Books with outdated language and racial stereotypes such as “Uncle Tom’s Cabin” or “Gone with the Wind” are also on library shelves, as they should be. The right approach is to *teach* these books; to offer context and a critical eye, not to deny access. Hiding the world from children does not serve them.

We also know that book banning rarely happens in a vacuum. We already see that this is part of a larger effort to constrain the educational space in the U.S., to extend the hand of government to bar certain ideas from classrooms and libraries, and particularly to silence conversations about U.S. history, and the voices of people of color and LGBTQ+ people.

At PEN America we defend the freedom to write globally. We advocate on behalf of writers who are harassed and put in prison around the world because their words were deemed a threat to those in power. And we know that book banning is an authoritarian tactic; a tool of tyrants. It’s one we associate with Nazi Germany, Apartheid South Africa, and Putin’s Russia.
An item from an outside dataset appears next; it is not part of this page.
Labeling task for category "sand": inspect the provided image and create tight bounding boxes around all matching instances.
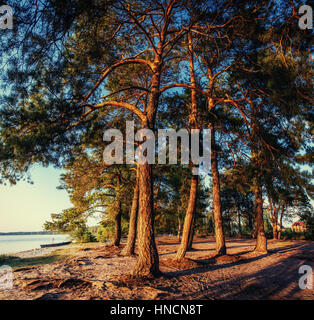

Last year, “Maus,” Art Spiegelman’s graphic novel about the Holocaust, based on his own family’s story, was banned in Tennessee. I wondered if PEN America had ever spoken about it being banned before, and in fact we had, after it was pulled from bookstores in Moscow in 2015. One of Putin’s tactics of repression and control has been to silence conversations about history that don’t fit his preferred narrative. He has put historians in prison for uncovering and telling the truth about the crimes of the Stalin era.

Much of what Governor Ron DeSantis has done in Florida, including the politicized takeover of the progressive, public liberal arts New College of Florida, follows the playbook of Hungary’s Viktor Orban, who banned gender studies and drove the Central European University out of the country altogether.

And Florida’s “don’t say gay” bill bears a striking resemblance to the so-called “gay propaganda” law that has been in place in Russia since 2013. Hungary too has a similar law, and they just levied a hefty fine on a bookstore chain for selling a graphic novel with LGBTQ+ themes in its youth section.

Authoritarians silence the most vulnerable voices first so that you might get used to it, but it’s highly unlikely to stop there. And authoritarians go after books and writers because words and stories are powerful. They allow people to imagine a different, better world.

So it’s essential that we push back against big bans; that we speak out in defense even of controversial books. You might not be sure if you would ever share a particular book with your own child, and that’s your right to decide, but every other parent has the right to make the same decision.

And children have the right to experience the joy of discovering books for themselves. Books are powerful; words are powerful. They would not be targeted by authoritarians around the world if they were not. That’s why we all have to stand up for the freedom to read, the freedom to write, the freedom to learn. In our communities, and our nation as a whole.

New Hampshire gave us the phrase “live free or die,” and what could be more fundamental to freedom than the right to choose what ideas to read about, what stories to hear, what concepts we agree with or disagree with? And to know that one’s own story is worth telling.